Der lässt sich beheben, wenn man den Entscheidungsrahmen so ändert, wie sich Jens Spahn das nun vorstellt. Woher wir das wissen?

Erstens aus dem Vergleich mit anderen europäischen Ländern, die Organspenden bei sich schon immer so geregelt haben – und bei denen ein ungleich höherer Anteil der Bürger spendet. Zum Beispiel bei den Nachbarn in Österreich, die, auf die Einwohnerzahl gerechnet, rund doppelt so viele Transplantationen vornehmen wie die Deutschen.

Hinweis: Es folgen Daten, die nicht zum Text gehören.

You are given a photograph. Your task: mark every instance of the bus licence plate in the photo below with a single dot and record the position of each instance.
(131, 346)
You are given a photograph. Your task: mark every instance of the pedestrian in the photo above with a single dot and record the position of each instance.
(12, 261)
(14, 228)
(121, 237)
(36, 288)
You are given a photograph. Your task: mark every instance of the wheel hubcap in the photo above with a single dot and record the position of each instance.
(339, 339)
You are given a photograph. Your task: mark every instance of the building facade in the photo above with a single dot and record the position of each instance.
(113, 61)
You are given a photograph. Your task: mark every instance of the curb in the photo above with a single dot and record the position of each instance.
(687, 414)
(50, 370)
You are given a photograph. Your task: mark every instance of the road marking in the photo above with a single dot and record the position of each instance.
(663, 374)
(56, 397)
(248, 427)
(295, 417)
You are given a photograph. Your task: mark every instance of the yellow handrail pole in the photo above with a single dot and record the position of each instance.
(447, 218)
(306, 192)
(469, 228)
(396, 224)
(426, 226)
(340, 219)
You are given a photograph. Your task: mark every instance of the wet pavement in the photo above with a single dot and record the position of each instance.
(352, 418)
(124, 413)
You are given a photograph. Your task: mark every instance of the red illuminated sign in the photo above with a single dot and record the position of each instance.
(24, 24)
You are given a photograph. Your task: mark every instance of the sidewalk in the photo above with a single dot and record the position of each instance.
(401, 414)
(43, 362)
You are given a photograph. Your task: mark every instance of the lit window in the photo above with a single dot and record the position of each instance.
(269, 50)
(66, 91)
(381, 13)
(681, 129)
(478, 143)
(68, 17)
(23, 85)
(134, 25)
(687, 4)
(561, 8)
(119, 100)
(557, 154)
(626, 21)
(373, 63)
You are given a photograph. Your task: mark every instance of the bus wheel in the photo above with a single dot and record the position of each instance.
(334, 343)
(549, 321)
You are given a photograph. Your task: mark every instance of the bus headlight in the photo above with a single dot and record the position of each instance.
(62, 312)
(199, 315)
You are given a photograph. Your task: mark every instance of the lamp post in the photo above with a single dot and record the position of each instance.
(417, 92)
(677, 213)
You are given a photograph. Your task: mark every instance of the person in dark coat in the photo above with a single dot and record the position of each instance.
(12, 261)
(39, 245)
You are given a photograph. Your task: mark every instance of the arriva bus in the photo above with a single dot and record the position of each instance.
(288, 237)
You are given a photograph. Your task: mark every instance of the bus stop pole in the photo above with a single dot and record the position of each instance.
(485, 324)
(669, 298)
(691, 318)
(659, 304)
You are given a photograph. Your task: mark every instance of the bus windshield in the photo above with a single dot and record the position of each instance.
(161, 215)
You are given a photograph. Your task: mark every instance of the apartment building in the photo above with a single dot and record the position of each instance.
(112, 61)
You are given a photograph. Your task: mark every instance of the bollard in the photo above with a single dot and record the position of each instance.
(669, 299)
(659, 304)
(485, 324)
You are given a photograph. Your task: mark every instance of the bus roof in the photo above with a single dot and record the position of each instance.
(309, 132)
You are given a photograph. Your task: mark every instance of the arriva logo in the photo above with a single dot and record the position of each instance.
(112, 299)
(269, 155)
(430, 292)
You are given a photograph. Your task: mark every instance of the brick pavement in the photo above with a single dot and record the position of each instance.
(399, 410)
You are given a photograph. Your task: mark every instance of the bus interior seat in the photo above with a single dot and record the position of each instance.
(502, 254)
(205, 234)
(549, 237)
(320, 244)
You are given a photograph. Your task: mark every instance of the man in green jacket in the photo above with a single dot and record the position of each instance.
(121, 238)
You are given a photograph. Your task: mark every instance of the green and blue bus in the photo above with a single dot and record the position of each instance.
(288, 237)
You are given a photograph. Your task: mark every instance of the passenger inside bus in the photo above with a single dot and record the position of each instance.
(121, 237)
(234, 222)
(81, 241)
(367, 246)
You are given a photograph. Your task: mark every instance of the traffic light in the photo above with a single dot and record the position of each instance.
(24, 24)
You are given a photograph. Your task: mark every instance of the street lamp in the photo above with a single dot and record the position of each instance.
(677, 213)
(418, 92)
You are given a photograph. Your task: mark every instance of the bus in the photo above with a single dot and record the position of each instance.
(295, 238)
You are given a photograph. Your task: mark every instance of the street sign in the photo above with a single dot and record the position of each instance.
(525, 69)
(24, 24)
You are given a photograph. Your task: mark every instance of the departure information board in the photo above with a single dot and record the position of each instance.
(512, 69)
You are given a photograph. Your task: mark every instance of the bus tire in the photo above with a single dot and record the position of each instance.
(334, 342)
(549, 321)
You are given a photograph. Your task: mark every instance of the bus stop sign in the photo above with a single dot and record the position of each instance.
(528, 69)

Zweitens zeigt die Verhaltensforschung der Ökonomen, dass Menschen in vielen Fragen faule Denker sind und nur intuitiv reagieren. Und die Intuition rät oft, es einfach beim Status quo zu belassen, auch wenn der Aufwand, ihn zu ändern, denkbar gering ist. Deshalb hat es einen solch großen Effekt, ob der Staat vom Ja oder vom Nein ausgeht.

Dieser Staat sollte bewusst den geeigneten Rahmen wählen, statt sich einfach mit dem zu begnügen, was zufällig gewachsen ist, also dem automatischen Nein. Auch mit einem Schreiben der Krankenkasse kommt man der Faulheit des Denkens kaum bei. In Abwägung mit dem lebensrettenden Effekt ist das automatische Ja deshalb geboten. Es ist genauso wenig Manipulation wie das bisherige Nein, sondern ein Anstoß zu mehr Gemeinnutz.

Wer das nicht will, hat ein Leben lang Zeit, Nein zu sagen. Und wenn er das versäumt, können es Spahns Plan nach immer noch seine Angehörigen tun. Es ist deshalb falsch zu sagen, der Mensch werde verfügbar gemacht. Wenn er seine Würde bedroht sieht, kostet es ihn nur ein Wort, dem vorzubeugen. Verantwortungsvoller geht es nicht.